Companies like Meta, Amazon, and Google use the Knight Dialer coding problem to test a candidate's ability to implement Dynamic Programming. It evaluates whether you can model a problem as a state machine where the number of ways to reach a digit in $k$ steps depends on the number of ways to reach its "jump-source" neighbors in $k-1$ steps.

3. Algorithmic pattern used

This problem follows the Linear Dynamic Programming (State Machine) pattern.

1. Adjacency Map: Define the possible moves for each digit (e.g., 1 can jump to 6 and 8).
2. DP State: dp[k][digit] is the number of sequences of length k ending on digit.
3. Transition: dp[k][digit] = sum(dp[k-1][neighbor]) for all neighbors that can jump to that digit.
4. Optimization: Since step $k$ only depends on $k-1$, you can use $O(1)$ space by only keeping the counts for the current and previous step.

4. Example explanation

For $n = 2$:

• To end at 1 in 2 steps, you must have started at 6 or 8.
• ways to reach 6 in 1 step: 1.
• ways to reach 8 in 1 step: 1.
• Total ways to end at 1 in 2 steps: 2 (sequences "61" and "81"). Sum this for all digits 0-9 to get the total for $n=2$.
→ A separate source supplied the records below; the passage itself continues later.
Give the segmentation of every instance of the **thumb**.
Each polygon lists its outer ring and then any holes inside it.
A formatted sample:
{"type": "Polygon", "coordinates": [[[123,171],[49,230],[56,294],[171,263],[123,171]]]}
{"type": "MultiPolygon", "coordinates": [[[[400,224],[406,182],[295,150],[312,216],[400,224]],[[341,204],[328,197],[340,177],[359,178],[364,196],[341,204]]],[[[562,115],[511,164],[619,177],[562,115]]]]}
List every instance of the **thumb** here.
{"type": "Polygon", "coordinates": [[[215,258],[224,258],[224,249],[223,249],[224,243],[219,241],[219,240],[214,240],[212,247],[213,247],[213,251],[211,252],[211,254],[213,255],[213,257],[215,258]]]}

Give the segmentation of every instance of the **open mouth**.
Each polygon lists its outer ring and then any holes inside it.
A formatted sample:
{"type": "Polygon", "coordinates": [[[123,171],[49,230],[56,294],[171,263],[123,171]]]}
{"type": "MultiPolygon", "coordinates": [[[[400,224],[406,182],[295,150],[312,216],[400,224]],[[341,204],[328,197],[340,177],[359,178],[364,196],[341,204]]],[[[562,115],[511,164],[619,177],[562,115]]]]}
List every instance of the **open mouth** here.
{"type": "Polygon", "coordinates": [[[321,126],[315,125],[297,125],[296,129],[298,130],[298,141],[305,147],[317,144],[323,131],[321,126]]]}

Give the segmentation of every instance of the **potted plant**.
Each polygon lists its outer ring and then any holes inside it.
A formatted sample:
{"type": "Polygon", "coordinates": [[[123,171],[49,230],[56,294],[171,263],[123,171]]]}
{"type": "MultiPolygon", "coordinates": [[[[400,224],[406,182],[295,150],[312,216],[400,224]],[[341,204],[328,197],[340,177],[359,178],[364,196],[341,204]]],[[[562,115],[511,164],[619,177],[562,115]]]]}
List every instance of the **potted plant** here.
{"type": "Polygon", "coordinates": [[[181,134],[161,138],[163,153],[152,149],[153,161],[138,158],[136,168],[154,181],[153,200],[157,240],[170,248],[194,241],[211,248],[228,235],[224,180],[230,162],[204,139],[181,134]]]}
5. Common mistakes candidates make

• Recursive TLE: Using recursion without memoization ($O(8^N)$ complexity).
• Ignoring Modulo: Failing to apply the modulo at each addition, leading to overflow for even moderate $n$.
• Digit 5: Forgetting that digit 5 has no knight moves to any other digit.

6. Interview preparation tip

This problem is a specific case of counting paths in a graph. For very large $n$ ($10^{18}$), this can be solved in $O(\log n)$ using Matrix Exponentiation. Mentioning this shows high-level mathematical and algorithmic depth.